4 | DISCUSSION
In this study, we investigated the therapeutic effect of BUD
intratracheally delivered by two (diluted and full strength)
concentrations of exogenous surfactant on the ALI in a rat model. The
ALI in our model was established by repeated saline lavage, to produce
surfactant insufficiency, followed by an intratracheal LPS insult. Our
results demonstrated that intratracheal treatments with full-strength
surfactant with or without BUD improved post-injury deteriorations of
cardiopulmonary variables. Additionally, intratracheal treatments with
surfactant (both concentrations) with or without BUD alleviated ALI,
with IT-FS-BUD being the most effective treatment, as evidenced by our
data of lung injury scores. Furthermore, intratracheal treatments with
BUD delivered by normal saline or surfactant (both concentrations)
ameliorated lung inflammation, with IT-FS-BUD being the most effective
treatment, as evidenced by our data of immunohistochemical analysis.
Collectively, among our therapeutic strategies, intratracheal BUD
delivered by full-strength surfactant conferred the optimal protection
against LPS-induced ALI in surfactant-insufficiency rat lungs.
Preterm infants may concurrently have surfactant deficiency and
Gram-negative bacterial infections of the lungs, which are major causes
of PARDS.4,5,7 To avoid the side effects of systemic
steroid,10-12 several investigators advocated the use
of intratracheal steroid for the treatment of ALI or
PARDS.13-18 However, surfactant deficiency may lead to
alveolar collapse and diffuse lung atelectasis, 7,19which hinders the uniform distribution of drug within the lungs and
reduces the efficacy of local steroid treatment. Surfactant is a surface
tension-lowering agent that has been widely used to treat
surfactant-deficiency lung diseases or PARDS.8,19 When
instilled into the trachea, the surfactant may spread throughout the
lungs, driven by the surface tension gradient.20 For
this reason, surfactant has been proposed as a vehicle for intratracheal
steroid administration.20 This notion is supported by
the stable biophysical and chemical properties of the surfactant/steroid
mixtures under ex vivo condition21-23 and
enhanced pulmonary distribution of steroid in vivo when using a
surfactant as the vehicle.21-24 In our study, IT-FS
provided certain benefits against ALI but was ineffective in reducing
lung inflammation. On the other hand, IT-NS-BUD was ineffective in
alleviating ALI but had a slight effect on the reduction of lung
inflammation. Our findings regarding the superiority of IT-FS-BUD
combined therapy in alleviating ALI and lung inflammation in our model
provide a strong evidence for using full-strength surfactant as a
vehicle for intratracheal steroid therapy.

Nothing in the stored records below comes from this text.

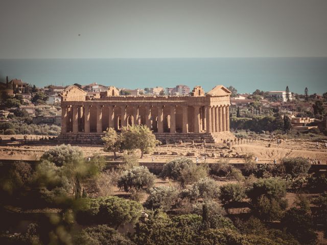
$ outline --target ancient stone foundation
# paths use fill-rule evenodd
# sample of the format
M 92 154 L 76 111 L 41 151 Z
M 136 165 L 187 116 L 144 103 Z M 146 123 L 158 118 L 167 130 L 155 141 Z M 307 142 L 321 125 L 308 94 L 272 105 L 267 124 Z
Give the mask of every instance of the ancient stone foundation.
M 61 94 L 61 133 L 58 140 L 102 143 L 103 131 L 111 127 L 145 125 L 166 143 L 217 142 L 230 138 L 229 96 L 222 85 L 206 94 L 196 86 L 190 96 L 122 96 L 113 86 L 92 96 L 75 86 Z

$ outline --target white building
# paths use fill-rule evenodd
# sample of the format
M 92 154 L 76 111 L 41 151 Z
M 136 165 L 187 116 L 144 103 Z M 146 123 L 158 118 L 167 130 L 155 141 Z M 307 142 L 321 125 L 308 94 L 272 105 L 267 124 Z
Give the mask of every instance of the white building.
M 291 92 L 289 92 L 289 96 L 290 101 L 295 99 Z M 287 101 L 287 97 L 286 96 L 286 92 L 285 91 L 269 91 L 268 92 L 268 99 L 270 101 L 278 101 L 283 102 Z

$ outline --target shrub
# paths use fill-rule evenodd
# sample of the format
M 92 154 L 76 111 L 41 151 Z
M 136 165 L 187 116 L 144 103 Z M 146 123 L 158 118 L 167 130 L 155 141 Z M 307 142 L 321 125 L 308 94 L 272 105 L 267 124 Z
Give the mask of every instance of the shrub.
M 197 203 L 193 205 L 192 213 L 201 215 L 203 211 L 203 204 L 205 204 L 207 206 L 208 209 L 210 210 L 210 212 L 211 212 L 212 214 L 220 216 L 226 215 L 226 211 L 225 209 L 221 207 L 220 204 L 217 202 L 210 200 L 206 200 L 203 203 Z
M 132 245 L 131 241 L 106 225 L 82 230 L 73 239 L 74 244 Z
M 16 131 L 13 129 L 8 129 L 5 130 L 5 131 L 4 132 L 4 134 L 7 135 L 10 135 L 11 134 L 16 134 Z
M 302 157 L 284 158 L 282 162 L 285 173 L 294 177 L 306 175 L 311 166 L 309 160 Z
M 260 179 L 247 193 L 253 210 L 265 220 L 279 219 L 287 206 L 286 182 L 275 178 Z
M 192 184 L 207 175 L 206 168 L 197 166 L 188 158 L 176 158 L 164 165 L 161 176 L 178 181 L 181 185 Z
M 122 164 L 119 165 L 119 168 L 123 170 L 128 170 L 134 166 L 139 165 L 137 157 L 130 153 L 124 153 L 122 162 Z
M 154 134 L 146 125 L 135 125 L 128 129 L 123 128 L 121 137 L 125 149 L 141 150 L 141 158 L 145 153 L 151 152 L 159 143 Z
M 153 185 L 155 176 L 144 166 L 133 167 L 123 173 L 118 181 L 118 187 L 128 191 L 132 187 L 137 189 L 150 188 Z
M 161 208 L 169 210 L 175 203 L 178 195 L 177 190 L 172 187 L 158 186 L 150 189 L 150 195 L 145 206 L 149 209 Z
M 142 206 L 138 203 L 116 197 L 84 199 L 86 205 L 77 213 L 78 222 L 120 226 L 133 223 L 141 215 Z
M 231 171 L 227 175 L 227 177 L 238 181 L 242 181 L 244 180 L 244 177 L 242 174 L 242 171 L 235 167 L 232 168 Z
M 107 197 L 113 194 L 114 180 L 111 173 L 107 171 L 100 174 L 95 180 L 96 191 L 100 197 Z
M 203 199 L 217 199 L 219 187 L 212 179 L 205 178 L 197 181 L 193 185 L 199 190 L 199 197 Z
M 69 162 L 83 158 L 83 152 L 78 147 L 70 144 L 61 144 L 46 151 L 41 159 L 54 163 L 57 166 L 62 166 L 65 162 Z
M 220 187 L 219 199 L 223 205 L 242 202 L 245 197 L 245 190 L 240 184 L 227 184 Z
M 228 160 L 219 160 L 216 164 L 211 164 L 210 174 L 220 177 L 226 177 L 235 168 Z

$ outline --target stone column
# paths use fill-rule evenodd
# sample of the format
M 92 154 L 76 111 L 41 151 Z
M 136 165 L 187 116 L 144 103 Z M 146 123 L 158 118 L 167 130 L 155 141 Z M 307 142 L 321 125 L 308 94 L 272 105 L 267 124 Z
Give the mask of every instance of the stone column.
M 183 119 L 182 119 L 182 131 L 183 133 L 186 134 L 189 133 L 189 118 L 188 116 L 188 106 L 183 106 L 182 107 L 183 110 Z
M 219 106 L 219 132 L 223 131 L 223 107 Z
M 138 106 L 136 106 L 133 108 L 133 117 L 134 125 L 138 125 Z
M 127 127 L 127 113 L 126 106 L 121 106 L 121 110 L 122 111 L 122 117 L 121 121 L 122 122 L 122 128 L 123 127 Z
M 84 112 L 83 111 L 83 106 L 80 106 L 79 108 L 79 112 L 80 114 L 80 116 L 78 118 L 78 131 L 83 131 L 83 129 L 84 127 L 83 127 L 83 116 L 84 115 Z
M 61 134 L 67 133 L 67 106 L 61 107 Z
M 211 117 L 212 123 L 212 132 L 215 133 L 216 132 L 216 109 L 214 106 L 211 108 Z
M 211 106 L 207 106 L 206 107 L 206 132 L 211 133 L 212 131 L 212 118 L 211 115 Z
M 102 106 L 97 106 L 97 133 L 102 133 Z
M 216 132 L 219 132 L 219 107 L 215 107 L 215 114 L 216 115 Z
M 74 134 L 78 133 L 78 107 L 73 106 L 73 132 Z
M 226 131 L 226 106 L 223 106 L 223 131 Z
M 84 106 L 85 111 L 84 113 L 84 132 L 86 133 L 90 132 L 90 106 Z
M 164 106 L 158 107 L 158 133 L 164 133 Z
M 151 108 L 150 106 L 145 107 L 145 125 L 151 129 Z
M 170 107 L 170 133 L 176 133 L 176 106 Z
M 113 106 L 109 106 L 108 107 L 109 111 L 109 128 L 114 128 L 114 114 L 113 113 Z
M 194 133 L 200 133 L 200 106 L 194 106 Z
M 227 131 L 229 131 L 229 106 L 226 106 L 226 130 Z

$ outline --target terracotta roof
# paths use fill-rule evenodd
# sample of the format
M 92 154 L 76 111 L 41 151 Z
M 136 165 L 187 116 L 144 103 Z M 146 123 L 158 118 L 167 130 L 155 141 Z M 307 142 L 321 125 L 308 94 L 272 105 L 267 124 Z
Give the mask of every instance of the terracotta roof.
M 231 92 L 223 85 L 217 85 L 207 93 L 212 95 L 222 96 L 230 94 Z

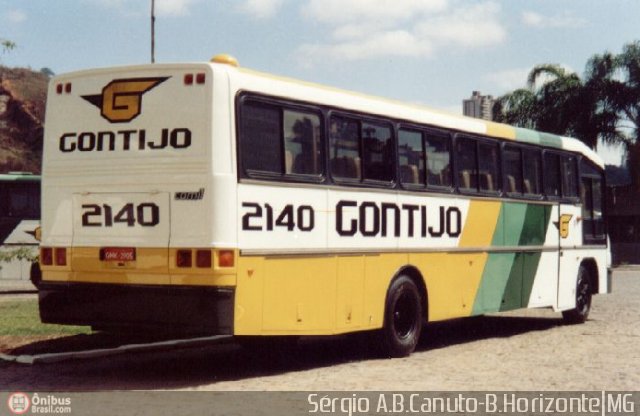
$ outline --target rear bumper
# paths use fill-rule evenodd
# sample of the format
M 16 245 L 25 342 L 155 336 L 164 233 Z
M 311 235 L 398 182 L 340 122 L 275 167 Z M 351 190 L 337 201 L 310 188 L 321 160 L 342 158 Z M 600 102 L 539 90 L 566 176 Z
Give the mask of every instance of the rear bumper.
M 233 334 L 232 287 L 42 282 L 38 293 L 44 323 Z

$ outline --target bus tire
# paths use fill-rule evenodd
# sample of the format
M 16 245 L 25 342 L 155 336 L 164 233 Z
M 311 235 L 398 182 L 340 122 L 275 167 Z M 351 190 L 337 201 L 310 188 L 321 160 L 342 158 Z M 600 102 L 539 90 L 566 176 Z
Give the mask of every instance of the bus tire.
M 593 284 L 589 270 L 583 265 L 578 269 L 576 281 L 576 307 L 567 311 L 562 311 L 562 318 L 568 324 L 582 324 L 589 317 L 591 311 L 591 298 L 593 294 Z
M 387 292 L 384 326 L 381 330 L 382 353 L 391 358 L 410 355 L 422 330 L 422 302 L 418 287 L 406 275 L 395 279 Z

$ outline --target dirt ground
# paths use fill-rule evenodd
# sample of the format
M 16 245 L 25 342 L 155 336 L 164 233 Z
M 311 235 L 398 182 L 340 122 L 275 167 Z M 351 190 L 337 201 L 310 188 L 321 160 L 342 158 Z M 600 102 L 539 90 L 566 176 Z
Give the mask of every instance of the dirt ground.
M 583 325 L 564 325 L 549 310 L 438 323 L 412 356 L 394 360 L 334 337 L 281 354 L 225 344 L 48 365 L 0 362 L 0 390 L 638 390 L 639 300 L 640 271 L 616 271 L 614 293 L 594 298 Z

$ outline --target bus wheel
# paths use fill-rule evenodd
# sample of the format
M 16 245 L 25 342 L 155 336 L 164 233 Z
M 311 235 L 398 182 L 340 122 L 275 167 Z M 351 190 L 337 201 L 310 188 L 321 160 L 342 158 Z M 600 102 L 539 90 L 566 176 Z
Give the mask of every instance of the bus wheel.
M 586 267 L 580 266 L 576 283 L 576 307 L 562 312 L 566 323 L 582 324 L 587 320 L 591 311 L 592 293 L 591 275 Z
M 418 287 L 401 275 L 391 283 L 384 310 L 381 331 L 383 353 L 389 357 L 406 357 L 420 339 L 422 306 Z

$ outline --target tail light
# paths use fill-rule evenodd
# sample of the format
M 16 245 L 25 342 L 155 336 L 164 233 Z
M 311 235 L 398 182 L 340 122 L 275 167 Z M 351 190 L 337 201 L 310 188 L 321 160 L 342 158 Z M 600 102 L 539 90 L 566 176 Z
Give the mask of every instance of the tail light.
M 56 248 L 55 250 L 56 256 L 56 266 L 66 266 L 67 265 L 67 249 L 66 248 Z
M 43 266 L 66 266 L 67 249 L 64 247 L 40 248 L 40 263 Z
M 201 269 L 211 268 L 211 250 L 196 251 L 196 267 Z
M 178 250 L 176 253 L 176 266 L 179 268 L 187 268 L 191 267 L 192 264 L 191 250 Z
M 44 266 L 53 265 L 53 249 L 51 247 L 42 247 L 40 249 L 40 263 Z

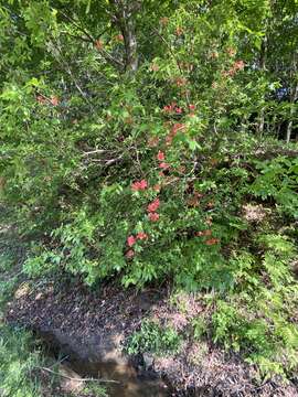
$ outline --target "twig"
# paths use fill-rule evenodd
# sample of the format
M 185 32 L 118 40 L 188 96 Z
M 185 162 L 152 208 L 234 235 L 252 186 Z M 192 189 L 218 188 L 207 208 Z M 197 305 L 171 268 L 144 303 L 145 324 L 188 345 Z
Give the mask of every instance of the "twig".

The use of surfactant as a vehicle to deliver steroids to the lungs of
premature infants has been the subject of increasing clinical
interest.20 Several clinical studies have investigated
the efficacy of this steroid delivery mode in preventing
BPD32 and chronic respiratory
diseases33 or in treating neonatal
ARDS34,35 in premature infants. Two recent
meta-analysis studies reported that intratracheal instillation of
steroid‐surfactant combination was an effective therapy for preventing
BPD in preterm infants with neonatal ARDS, but its benefit in reducing
mortality was inconsistent.30,31 Given the diverse
etiology of PARDS,5,7 several animal studies have
investigated the efficacy of using a surfactant as a vehicle for
intratracheal steroids in reducing ALI in animal models of
surfactant-depleted lung diseases,23,25MAS,26 hyperoxia27, and injurious
mechanical ventilation.28,29 Regardless of the type of
insult to induce ALI, these studies reported that intratracheal
instillation of steroid‐surfactant combination can alleviate
ALI23,25-29 and reduce lung
inflammation.23,26-28 Our model is a type of ALI in
surfactant-insufficiency lungs, particularly with lung inflammation
induced by LPS. Our results demonstrated for the first time that
intratracheal steroid‐surfactant therapy is promising in this particular
setting.
This study exhibited several limitations. First, we did not use preterm
rats as our animal model for lung surfactant deficiency because preterm
rats have a high mortality rate in response to the insult of LPS when
they are mechanically ventilated. Second, our observation period was 4
h, and thus, we cannot be certain about the changes that might have
occurred after that time. Third, the concentration of BUD in the
systemic circulation was not measured, and thus, further studies
targeting this topic are required.
In conclusion, intratracheal BUD delivered by full-strength surfactant
effectively alleviates ALI and lung inflammation in
surfactant-insufficiency rat lungs with LPS insult. This intratracheal
steroid-surfactant treatment may be considered a potential therapy for
preterm infants with Gram-negative bacteria lung infections.